А парубкам нельзя про гарбуза забывать, – и тетка Явдоха уже на ходу сняла с меня фуражку и насыпала в нее тыквенных семечек – крупных, поджаренных. Степан выгребает из своей фуражки семечки в карман, а я гляжу на свою порцию и закипаю от злости. Не намекнула ли мне этим тетка Явдоха?.. Конечно, намек! Забыл, мол, Максим, что такое гарбуз, так не забывай…
Как махнул я из фуражки семечки на землю, Степан даже свистнул от удивления. А потом горько усмехнулся, вспомнив обычай наших девчат подносить нелюбому парубку, который сватается, тыкву в знак отказа. Поэтому яблонивские парубки больше смерти боятся тыквы. Подцепить хлопцу гарбуза – хуже чем солдату наступить на мину!

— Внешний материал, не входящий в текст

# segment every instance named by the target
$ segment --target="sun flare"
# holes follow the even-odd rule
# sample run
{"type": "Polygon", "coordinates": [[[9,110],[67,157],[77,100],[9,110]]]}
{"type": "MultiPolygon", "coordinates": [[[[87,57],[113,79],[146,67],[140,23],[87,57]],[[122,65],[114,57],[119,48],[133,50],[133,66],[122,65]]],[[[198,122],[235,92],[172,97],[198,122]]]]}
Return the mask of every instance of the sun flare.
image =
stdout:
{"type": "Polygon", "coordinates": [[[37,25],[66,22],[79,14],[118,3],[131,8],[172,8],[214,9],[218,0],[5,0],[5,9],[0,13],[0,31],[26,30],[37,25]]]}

И вот, кажется, тетка Явдоха намекнула мне про гарбуз. Но это мы еще посмотрим! Может, Маруся и не дождется, чтобы я сватов к ней засылал!
Идем мы со Степаном вдоль железнодорожного пути к тропинке, которая напрямик к Яблонивке ведет. А солнце так ярко светит с безоблачного неба, вроде ему и дела нет до моей беды. За кюветом в траве синими огоньками фиалки горят, золотится лютик и козлобородник. А вон одинокая вишенка вся белым цветом облеплена, нарядная, как невеста. Гм… невеста…
«Держись, Перепелица, – думаю, – дашь сердцу волю – раскиснешь».
Об этом и Левада начал толковать, когда мы свернули с железнодорожного пути на тропинку, отделявшую засеянное поле от луга:
– Не жалей и не убивайся. Не стоит она того. Презирай!
Ну что ж, попробую презирать.
Осматриваюсь вокруг. Все знакомо – каждый бугорок, куст. Не одно лето провел я на этих полях, когда хлопчиком был и коров пас. Но замечаю и изменения. Далеко в стороне тянется дорога. Вдоль нее бегут телефонные столбы. Это новость! Значит, Яблонивка уже с телефоном. А может, и телеграф есть? Спрашиваю у Степана, но он пожимает плечами и на другое мне указывает пальцем.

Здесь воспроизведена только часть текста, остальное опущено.